Saturday, April 15, 2023

'Breaking the Mould' (Walsall New Art Gallery until April 16 2023)

Very belatedly I head to Walsall to see Breaking the Mould: Sculpture by Women Since 1945, an Arts Council exhibition which has been trundling around various galleries for the best part of two years. The New Art Gallery at Walsall, built with millennial optimism, looks and feels precarious. The asymmetric stack clad with terracotta tiles and slashed with horizontal windows seems like a giant Jenga ready to topple. The 'waterfront' square surrounding it is flanked by disused dilapidation and the canal basin features a stagnant dam of plastic bottles. Inside the place is quiet: the art library locked, the roof terrace out of bounds. Its beautifully warm and welcoming wood and very human proportions are crying out for visitors. The experience is blighted by a fear for its future. 

The gallery is blessed with a tremendous permanent collection, far removed from the usual provincial museum diet of  second rate 'old masters' and Victorian taste purchases. The Garman Ryan Collection is an eclectic but careful acquired selection of everything from ancient Roman fragments to Durer woodcuts and a Modigliani; it's displayed thematically in a labyrinth of small rooms you don't mind getting lost in. And at the moment it's enriched by the sub-curation, Here and Queer, subtly distinguished by rainbow labels and accompanied by a well-produced free guide which again makes me worry about expense. There is literally something for everyone here, from moments of unexpected excitement  - John Wishart's Moths on a Blue Path to familiar jolts of pleasure. Epstein's Kitty with Curls alive with earnest youth and intensity contrasts with Freud's Kitty, small and precise like an Early Renaissance profile portrait. A mean and moody Constable study; a Gericault nude, all twisting tension. A Medieval Spanish wooden Christ, arms sorrowfully outstretched; a fragmentary Roman hand. And some of them are sponsored by locals and visitors - my anxiety levels dip slightly with each lovingly personalised label.

These domestic galleries give way to more conventional high-ceiling, white cubes on the third and fourth floors and it's here that Breaking the Mould is on display. Why just women sculptors? All the usual worries about positive discrimination surface. Are visitors expected to see signs of 'woman-ness' in this work? What you actually get is a varied selection of sculpture which includes most of the big names - Hepworth, Barlow, Chadwick, Lucas, Parker - split into three not particularly enlightening themes. Formed, Found, Figured, Are we sticking to 'F' for Female'? On first sight, it is curiously bland. There is nothing very large or very controversial. Phyllida Barlow's huge rough and ready Dunce dominates one room, like an unruly gatecrasher at a cocktail party. 

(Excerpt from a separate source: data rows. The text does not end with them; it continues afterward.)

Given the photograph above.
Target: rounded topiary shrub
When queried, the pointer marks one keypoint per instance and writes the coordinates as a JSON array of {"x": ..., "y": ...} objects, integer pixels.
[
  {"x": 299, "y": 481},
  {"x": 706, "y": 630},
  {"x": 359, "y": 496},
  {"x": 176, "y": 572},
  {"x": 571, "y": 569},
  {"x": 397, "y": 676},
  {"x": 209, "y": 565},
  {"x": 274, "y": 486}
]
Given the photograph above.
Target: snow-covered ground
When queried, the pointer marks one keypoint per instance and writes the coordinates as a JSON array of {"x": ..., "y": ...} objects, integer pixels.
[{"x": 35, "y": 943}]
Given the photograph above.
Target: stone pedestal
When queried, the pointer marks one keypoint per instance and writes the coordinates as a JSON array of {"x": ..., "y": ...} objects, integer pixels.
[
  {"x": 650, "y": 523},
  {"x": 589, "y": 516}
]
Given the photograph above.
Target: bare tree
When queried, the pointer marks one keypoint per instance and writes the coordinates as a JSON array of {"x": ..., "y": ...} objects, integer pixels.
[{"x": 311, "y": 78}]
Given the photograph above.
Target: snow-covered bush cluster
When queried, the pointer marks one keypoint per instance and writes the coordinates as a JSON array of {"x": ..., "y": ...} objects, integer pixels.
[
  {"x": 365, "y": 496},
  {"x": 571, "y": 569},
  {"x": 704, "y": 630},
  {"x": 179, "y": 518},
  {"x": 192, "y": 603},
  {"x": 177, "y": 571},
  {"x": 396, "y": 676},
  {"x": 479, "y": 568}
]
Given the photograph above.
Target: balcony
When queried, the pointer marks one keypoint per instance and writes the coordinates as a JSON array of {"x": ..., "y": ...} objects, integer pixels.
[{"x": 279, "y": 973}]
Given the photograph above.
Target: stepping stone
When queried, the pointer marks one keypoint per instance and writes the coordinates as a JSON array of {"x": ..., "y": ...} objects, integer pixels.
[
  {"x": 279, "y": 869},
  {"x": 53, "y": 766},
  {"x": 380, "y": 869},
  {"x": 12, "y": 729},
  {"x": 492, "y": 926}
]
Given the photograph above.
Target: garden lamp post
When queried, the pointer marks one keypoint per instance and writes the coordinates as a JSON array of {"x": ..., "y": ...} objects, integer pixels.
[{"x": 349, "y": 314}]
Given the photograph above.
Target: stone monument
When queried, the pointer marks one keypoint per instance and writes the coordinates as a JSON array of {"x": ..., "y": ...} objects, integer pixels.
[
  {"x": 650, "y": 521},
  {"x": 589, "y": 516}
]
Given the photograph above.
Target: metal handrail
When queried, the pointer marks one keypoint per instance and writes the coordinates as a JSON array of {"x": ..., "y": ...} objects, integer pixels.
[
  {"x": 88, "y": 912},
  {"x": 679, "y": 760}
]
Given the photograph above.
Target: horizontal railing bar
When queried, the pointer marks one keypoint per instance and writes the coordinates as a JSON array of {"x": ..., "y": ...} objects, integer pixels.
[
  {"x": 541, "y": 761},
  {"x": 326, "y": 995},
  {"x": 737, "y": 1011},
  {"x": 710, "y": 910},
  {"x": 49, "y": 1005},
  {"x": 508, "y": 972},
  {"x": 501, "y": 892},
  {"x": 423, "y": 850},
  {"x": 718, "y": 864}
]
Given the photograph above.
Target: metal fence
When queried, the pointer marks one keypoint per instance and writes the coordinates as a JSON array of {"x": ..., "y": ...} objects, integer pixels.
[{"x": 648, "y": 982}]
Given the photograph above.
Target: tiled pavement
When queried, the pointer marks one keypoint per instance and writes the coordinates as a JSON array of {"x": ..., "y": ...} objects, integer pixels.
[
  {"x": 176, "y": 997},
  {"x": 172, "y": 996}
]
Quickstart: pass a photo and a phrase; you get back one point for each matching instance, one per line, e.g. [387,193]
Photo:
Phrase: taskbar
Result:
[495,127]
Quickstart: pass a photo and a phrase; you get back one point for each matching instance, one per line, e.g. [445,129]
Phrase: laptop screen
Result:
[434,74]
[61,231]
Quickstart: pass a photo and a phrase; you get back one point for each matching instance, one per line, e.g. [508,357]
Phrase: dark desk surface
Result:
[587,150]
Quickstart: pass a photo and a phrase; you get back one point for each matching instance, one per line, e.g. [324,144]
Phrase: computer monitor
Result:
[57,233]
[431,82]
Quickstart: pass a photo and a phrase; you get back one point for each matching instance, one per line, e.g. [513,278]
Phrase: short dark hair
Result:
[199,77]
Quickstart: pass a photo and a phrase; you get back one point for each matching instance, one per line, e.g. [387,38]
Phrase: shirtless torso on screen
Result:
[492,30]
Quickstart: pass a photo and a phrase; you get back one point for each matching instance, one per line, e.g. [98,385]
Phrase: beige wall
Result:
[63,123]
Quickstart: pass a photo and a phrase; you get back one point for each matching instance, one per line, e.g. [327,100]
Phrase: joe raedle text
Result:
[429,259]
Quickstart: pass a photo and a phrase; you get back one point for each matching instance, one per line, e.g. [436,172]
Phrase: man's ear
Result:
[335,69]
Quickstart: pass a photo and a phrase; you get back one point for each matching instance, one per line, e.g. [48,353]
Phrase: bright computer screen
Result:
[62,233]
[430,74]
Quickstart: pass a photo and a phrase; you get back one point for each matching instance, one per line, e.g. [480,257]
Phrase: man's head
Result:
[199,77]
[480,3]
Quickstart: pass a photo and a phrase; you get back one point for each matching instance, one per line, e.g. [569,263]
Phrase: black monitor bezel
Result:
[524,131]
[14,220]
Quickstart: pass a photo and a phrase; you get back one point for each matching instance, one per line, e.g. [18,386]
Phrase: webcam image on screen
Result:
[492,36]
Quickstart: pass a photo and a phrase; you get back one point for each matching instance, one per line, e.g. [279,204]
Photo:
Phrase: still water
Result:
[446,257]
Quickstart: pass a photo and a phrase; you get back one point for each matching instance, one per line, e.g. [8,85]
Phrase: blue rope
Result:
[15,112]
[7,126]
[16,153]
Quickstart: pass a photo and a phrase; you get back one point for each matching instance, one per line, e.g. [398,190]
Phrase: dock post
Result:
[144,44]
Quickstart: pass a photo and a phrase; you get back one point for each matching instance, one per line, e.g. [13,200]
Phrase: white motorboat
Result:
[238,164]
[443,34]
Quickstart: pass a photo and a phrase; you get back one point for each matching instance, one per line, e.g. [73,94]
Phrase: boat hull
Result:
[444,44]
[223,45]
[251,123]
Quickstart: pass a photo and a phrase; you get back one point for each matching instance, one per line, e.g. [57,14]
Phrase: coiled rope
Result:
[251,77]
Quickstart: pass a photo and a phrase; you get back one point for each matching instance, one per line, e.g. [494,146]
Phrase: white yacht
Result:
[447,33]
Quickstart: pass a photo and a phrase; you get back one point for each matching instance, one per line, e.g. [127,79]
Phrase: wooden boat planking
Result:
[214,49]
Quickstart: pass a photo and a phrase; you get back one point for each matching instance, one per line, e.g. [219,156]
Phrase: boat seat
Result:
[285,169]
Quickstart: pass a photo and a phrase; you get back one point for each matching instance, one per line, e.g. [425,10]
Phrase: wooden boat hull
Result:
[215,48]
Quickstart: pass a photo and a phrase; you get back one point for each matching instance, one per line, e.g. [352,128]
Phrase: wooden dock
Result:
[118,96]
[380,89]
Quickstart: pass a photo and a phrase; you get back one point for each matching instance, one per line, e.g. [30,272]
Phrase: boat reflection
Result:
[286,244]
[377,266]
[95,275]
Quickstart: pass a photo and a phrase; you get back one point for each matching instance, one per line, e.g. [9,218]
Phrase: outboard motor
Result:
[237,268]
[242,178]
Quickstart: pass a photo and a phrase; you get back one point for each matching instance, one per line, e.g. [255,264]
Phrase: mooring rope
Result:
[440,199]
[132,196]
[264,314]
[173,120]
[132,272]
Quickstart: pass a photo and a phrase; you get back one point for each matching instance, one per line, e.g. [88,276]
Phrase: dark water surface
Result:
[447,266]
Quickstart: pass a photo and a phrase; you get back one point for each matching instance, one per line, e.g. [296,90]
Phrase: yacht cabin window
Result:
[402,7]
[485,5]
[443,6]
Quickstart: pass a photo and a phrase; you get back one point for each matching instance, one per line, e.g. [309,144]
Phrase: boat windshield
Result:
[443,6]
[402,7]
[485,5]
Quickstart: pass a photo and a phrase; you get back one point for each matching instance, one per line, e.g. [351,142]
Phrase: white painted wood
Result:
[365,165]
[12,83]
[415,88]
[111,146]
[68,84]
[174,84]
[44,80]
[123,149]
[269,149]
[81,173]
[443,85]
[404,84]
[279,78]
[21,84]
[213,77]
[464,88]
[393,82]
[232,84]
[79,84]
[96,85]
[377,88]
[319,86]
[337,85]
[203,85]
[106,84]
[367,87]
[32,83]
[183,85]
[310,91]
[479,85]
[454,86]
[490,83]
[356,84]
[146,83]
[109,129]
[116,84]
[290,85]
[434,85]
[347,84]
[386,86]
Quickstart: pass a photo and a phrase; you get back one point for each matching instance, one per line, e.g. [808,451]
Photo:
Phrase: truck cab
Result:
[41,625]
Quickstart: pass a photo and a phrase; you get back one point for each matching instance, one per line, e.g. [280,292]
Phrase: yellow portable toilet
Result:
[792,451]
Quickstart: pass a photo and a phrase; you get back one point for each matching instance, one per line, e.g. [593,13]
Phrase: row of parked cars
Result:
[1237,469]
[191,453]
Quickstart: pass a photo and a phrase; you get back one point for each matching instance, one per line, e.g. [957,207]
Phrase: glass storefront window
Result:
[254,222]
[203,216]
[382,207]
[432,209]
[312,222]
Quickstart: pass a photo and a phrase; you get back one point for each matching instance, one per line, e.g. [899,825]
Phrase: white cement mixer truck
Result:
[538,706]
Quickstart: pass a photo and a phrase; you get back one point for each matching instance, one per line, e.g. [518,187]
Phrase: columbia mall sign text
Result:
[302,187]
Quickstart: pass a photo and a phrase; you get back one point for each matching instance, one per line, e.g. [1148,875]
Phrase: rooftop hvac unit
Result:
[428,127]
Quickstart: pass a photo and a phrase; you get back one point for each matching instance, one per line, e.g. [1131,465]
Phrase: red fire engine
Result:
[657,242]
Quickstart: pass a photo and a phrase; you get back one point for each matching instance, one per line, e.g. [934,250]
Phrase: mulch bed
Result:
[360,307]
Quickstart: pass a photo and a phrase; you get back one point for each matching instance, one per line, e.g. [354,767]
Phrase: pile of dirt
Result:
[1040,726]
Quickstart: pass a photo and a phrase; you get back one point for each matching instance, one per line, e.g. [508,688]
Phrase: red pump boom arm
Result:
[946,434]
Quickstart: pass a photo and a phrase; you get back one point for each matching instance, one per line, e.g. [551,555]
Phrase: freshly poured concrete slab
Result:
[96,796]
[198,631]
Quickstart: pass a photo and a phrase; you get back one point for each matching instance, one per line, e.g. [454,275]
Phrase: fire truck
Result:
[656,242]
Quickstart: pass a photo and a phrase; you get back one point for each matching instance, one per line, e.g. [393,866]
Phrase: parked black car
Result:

The most effective pieces are the most intriguing: Mona Hatoum's + and - is mesmerisng: mechanically transporting you back to the childhood pleasure of making patterns in the sand with Zen-like repetition and beauty. Sarah Collis and Wendy Taylor can't help but bring a smile with their deceptively simple 'look twice' cleverness. Cornelia Parker's Fleeing Moment seems to defy gravity and time as ever-decreasing Big Bens fan out in a frozen 'splash'. Elsewhere it is the material which triumphs: Hepworth's sleek mahogany and Lucas' stuffed tights beg you to touch. I stare at Rachel Whiteread's Untitled (6 spaces) desperate for it to wobble and wanting to lie on the floor to look into its gelatinous mystery. Jann Haworth Calendula's Cloak, a riot of colour in a space dominated by neutrals, seems a forerunner of Hew Locke's Procession: sinister, celebratory and mythic. 

Cornelia Parker, Fleeting Moment, 1985, Arts Council, © the artist

There is so much variety and so little gender. Even works which reference female experience seem more focused on universal issues. Mary Kelly's Post Partum Document is about language and record as much as it catalogues motherhood. Sokari Douglas Camp's Part of the Audience is less a figurative depiction of women than an counterintuitive exploitation of the possibilities of steel. Yet the very existence of this show creates a self-fulfilling emphasis on gender. Another women's sculpture show has just opened at Hepworth Wakefield, taking the post-war story up to the present day. Just for once, it would be interesting to 'break the mould' and see an exhibition of sculpture that leaves gender out of the equation.